The War of Don Emmanuel's Nether Parts by Louis de Bernières
This is de Bernières’ first novel I think and it’s interesting to see how his later style is developing, with different sections devoted to very different characters and story types and with other sections devoted to history, politics, local traditions, and other typically “nonfiction” topics. I can see the writer of Corelli’s Mandolin developing here.

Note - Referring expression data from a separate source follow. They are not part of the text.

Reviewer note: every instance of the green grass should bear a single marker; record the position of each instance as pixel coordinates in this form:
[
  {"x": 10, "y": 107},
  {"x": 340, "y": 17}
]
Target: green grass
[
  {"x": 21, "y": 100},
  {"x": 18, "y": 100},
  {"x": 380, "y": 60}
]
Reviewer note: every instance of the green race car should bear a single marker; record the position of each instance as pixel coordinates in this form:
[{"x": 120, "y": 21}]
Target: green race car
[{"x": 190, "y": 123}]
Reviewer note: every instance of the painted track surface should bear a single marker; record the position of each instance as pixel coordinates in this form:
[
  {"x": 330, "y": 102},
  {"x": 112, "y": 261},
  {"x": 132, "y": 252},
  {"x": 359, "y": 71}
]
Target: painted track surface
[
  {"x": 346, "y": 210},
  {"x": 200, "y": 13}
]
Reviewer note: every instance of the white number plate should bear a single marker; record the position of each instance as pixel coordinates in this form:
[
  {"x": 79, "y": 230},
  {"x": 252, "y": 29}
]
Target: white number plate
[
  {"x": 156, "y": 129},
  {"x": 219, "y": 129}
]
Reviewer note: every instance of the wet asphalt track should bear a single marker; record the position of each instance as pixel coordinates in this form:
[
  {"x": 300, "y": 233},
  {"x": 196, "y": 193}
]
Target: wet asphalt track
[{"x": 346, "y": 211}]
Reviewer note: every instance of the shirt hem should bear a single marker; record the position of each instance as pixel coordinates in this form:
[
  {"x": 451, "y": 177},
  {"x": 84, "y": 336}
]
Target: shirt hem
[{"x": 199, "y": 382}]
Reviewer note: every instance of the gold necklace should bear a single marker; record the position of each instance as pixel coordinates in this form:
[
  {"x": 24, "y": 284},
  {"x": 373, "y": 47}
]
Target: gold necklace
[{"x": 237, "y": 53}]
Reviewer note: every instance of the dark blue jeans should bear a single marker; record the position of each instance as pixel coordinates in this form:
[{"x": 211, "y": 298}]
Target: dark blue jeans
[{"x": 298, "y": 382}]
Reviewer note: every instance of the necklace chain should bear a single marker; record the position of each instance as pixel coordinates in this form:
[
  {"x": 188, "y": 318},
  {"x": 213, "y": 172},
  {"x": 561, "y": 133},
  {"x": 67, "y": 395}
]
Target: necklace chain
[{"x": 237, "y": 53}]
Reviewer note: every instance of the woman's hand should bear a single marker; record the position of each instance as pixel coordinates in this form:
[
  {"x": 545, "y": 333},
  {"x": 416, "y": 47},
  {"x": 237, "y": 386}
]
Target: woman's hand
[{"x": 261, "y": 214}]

The influences behind this novel are clear: (1) de Bernières spent time teaching English in Colombia and that is clearly the unnamed republic in the book and (2) he must also have spent time reading Latin American authors, specifically Gabriel Garcia Marquez. The novel seems to combine the typical hot steamy novel set in an hopelessly unruly banana republic with the rollicking fun and magical realism of One Hundred Years of Solitude. There’s a good jolt of political satire with a point of view on history that’s different from both the banana republic novels and from Latin American magical realism. It is not quite its author’s own voice—more a trying on and modification of other author’s voices—and I suspect readers of de Bernières’ mature novels will initially be a bit disappointed.
Still once the story gets going, readers will marvel at the author’s humor and inventiveness and rush on to finish it. Starting with the spoiled lady who wants to divert a river to fill her swimming pool and the fat, stupid, brutal army officer the novel progresses through giant cats and laughing plagues, political disappearances a lá Argentina, and the founding of Cochadebajo de los Gatos (“a city of cats beneath a lake”) which figures in the de Bernières’ continuation of the saga—The Troublesome Offspring of Cardinal Guzman.